M3GAN is GOOD. Is BLUMHOUSE?
On paper, this should not have worked. "M3GAN" is probably a bad idea for a movie: a purposely campy take on the killer doll subgenre, edited down from an R rating to a PG-13 in post production to sell tickets to Tiktok teens. But the movie is good. I thought so, critics think so (the 94% rotten tomatoes score is positively absurd for a horror-comedy), and the audience at large agrees (the $168 mil worldwide box office haul is producer Jason Blum's biggest since the pandemic). The movie is actually funny, because it knows exactly when and how to ramp up the absurdity, and because Allison Williams plays a better woefully stupid tech genius than any of the other movies this decade about dumb tech geniuses. It even has something kind of like a sincere message, about actually parenting your kids instead of outsourcing that role to technology. As a slasher flick, it never feels inhibited by its PG-13 rating. (The MPAA censoring is only obvious when the movie makes weird cuts around Ronny Chieng presumably saying "fuck" a few times.) In short, "M3GAN" is really quite good.
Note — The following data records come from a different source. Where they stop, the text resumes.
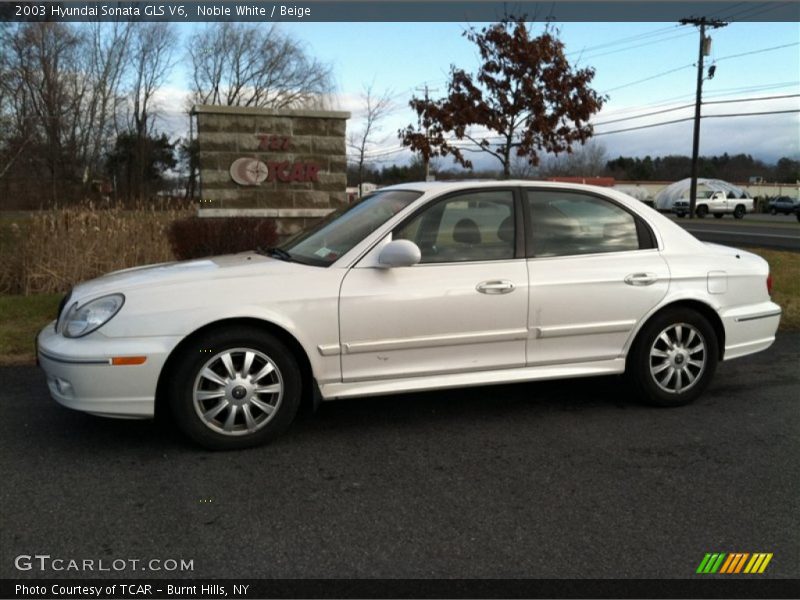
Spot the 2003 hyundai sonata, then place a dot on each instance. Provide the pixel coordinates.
(417, 287)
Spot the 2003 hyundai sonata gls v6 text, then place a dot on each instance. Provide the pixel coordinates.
(417, 287)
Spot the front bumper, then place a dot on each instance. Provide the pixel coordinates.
(80, 374)
(750, 329)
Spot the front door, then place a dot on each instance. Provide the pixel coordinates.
(462, 308)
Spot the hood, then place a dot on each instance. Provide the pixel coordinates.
(165, 274)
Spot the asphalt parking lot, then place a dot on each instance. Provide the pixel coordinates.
(778, 232)
(558, 479)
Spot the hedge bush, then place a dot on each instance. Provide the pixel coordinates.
(197, 237)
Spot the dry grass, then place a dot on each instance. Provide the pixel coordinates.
(54, 249)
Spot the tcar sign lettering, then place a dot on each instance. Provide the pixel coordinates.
(252, 172)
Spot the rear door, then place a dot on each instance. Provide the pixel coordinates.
(463, 308)
(594, 271)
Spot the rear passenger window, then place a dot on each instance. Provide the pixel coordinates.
(469, 227)
(571, 223)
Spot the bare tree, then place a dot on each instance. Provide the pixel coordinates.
(62, 93)
(360, 142)
(588, 161)
(525, 99)
(152, 60)
(107, 53)
(241, 64)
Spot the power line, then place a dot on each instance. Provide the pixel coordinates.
(755, 99)
(719, 92)
(625, 49)
(758, 11)
(752, 114)
(760, 50)
(640, 36)
(650, 114)
(684, 106)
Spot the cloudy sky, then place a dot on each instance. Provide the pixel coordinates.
(642, 67)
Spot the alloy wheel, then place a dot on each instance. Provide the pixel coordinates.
(238, 391)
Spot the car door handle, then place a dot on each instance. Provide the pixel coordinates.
(497, 286)
(641, 279)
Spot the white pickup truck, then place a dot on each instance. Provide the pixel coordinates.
(715, 203)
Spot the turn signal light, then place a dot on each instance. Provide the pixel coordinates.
(128, 360)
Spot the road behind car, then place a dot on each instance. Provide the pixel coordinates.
(558, 479)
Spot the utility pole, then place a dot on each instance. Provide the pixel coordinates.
(705, 47)
(425, 159)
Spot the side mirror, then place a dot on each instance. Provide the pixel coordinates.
(399, 253)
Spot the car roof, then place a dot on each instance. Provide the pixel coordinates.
(443, 186)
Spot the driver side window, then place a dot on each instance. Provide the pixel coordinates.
(474, 226)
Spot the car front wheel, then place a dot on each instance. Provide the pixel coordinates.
(674, 358)
(235, 388)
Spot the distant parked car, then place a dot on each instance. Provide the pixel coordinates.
(783, 205)
(715, 203)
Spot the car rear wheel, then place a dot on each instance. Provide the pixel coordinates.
(674, 358)
(235, 388)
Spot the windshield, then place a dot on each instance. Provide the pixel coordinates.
(340, 231)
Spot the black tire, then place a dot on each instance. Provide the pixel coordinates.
(641, 365)
(282, 373)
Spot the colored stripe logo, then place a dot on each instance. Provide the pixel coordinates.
(734, 563)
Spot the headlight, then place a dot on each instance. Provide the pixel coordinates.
(83, 320)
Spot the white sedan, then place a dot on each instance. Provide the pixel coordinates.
(418, 287)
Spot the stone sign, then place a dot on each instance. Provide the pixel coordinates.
(286, 164)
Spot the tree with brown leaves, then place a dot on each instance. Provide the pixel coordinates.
(525, 99)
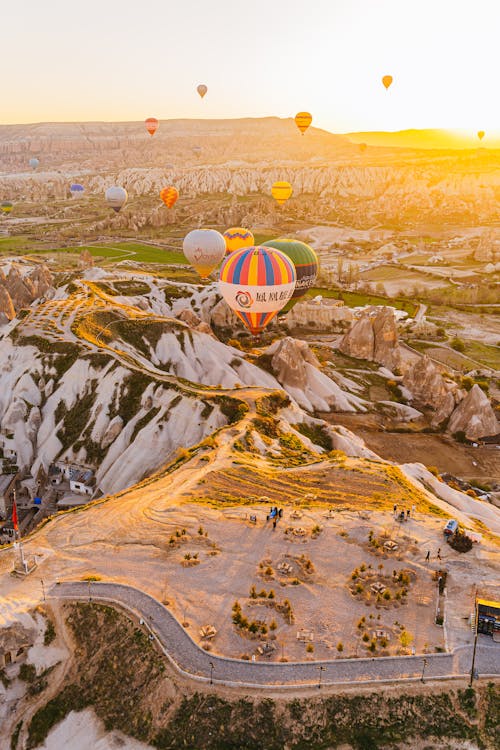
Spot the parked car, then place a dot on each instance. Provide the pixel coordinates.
(451, 527)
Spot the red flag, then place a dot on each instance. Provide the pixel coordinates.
(14, 516)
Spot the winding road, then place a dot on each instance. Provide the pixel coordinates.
(192, 661)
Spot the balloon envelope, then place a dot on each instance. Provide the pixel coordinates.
(169, 196)
(256, 283)
(151, 125)
(204, 249)
(306, 265)
(281, 192)
(116, 197)
(303, 120)
(237, 237)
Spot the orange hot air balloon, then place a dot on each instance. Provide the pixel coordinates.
(169, 196)
(151, 125)
(303, 120)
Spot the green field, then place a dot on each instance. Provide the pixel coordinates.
(358, 299)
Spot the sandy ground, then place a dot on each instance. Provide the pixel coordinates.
(127, 540)
(84, 731)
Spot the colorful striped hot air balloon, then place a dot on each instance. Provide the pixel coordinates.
(306, 265)
(238, 237)
(281, 192)
(303, 120)
(204, 249)
(256, 283)
(151, 125)
(169, 196)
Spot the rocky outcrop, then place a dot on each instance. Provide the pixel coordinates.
(193, 321)
(297, 370)
(474, 416)
(429, 388)
(374, 337)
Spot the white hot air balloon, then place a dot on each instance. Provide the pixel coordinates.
(116, 197)
(204, 249)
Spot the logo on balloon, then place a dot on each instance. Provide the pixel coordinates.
(244, 299)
I think Jason Blum, leader of the Blumhouse production studio, has to think about how much he wants to learn from its success. There's the direct consequence of a franchise. Nearly every successful Blumhouse film has led to sequels, and more often than not those sequels mark diminishing returns both creatively and financially. "Split" was a delightful comeback for M Night Shyamalan. "Glass" is a more indulgent follow up, and much duller for it. David Gordon Green's "Halloween" trilogy saw worse reviews and less money for each installment. "Happy Death Day", probably the entry in the Blumhouse catalogue most similar to "M3GAN", looked to be a lame gimmick slasher but turned out to be a killer slasher comedy, and people liked it and it made money. The sequel went in a very different direction, with more sci-fi DNA than horror, and made about half of the original's revenue. The "M3GAN" characters are fun and the ending clearly sets up a potential sequel, but if there's a lesson to be learned from history, it's that people should keep their expectations low. In a broader sense I wonder if Blum will start going more comedic or skewing younger with his productions. Frankly, he's been on a bit of a cold streak with his more serious aimed-at-adults fare. The last really good one of those, I think, was Leigh Whannell's "Invisible Man". The teen slashers are good fun. I enjoyed "Freaky" and especially "Ma" an awful lot. But it would be a shame to see Blumhouse lean into only the most bankable of horror subgenres. They're making a variety of good films, as different as "Vengeance" and "Sick" and "Nanny" (which yes, they acquired at Sundance and did not produce, but functionally that's the same thing they did on "Unfriended"). None of those got wide releases though. To borrow a Jeffrey Kaztenberg metaphor, Jason Blum is as good of a singles and doubles hitter as the horror industry has right now. I'm a bit concerned that he's too satisfied with that to take a swing as big as "Barbarian".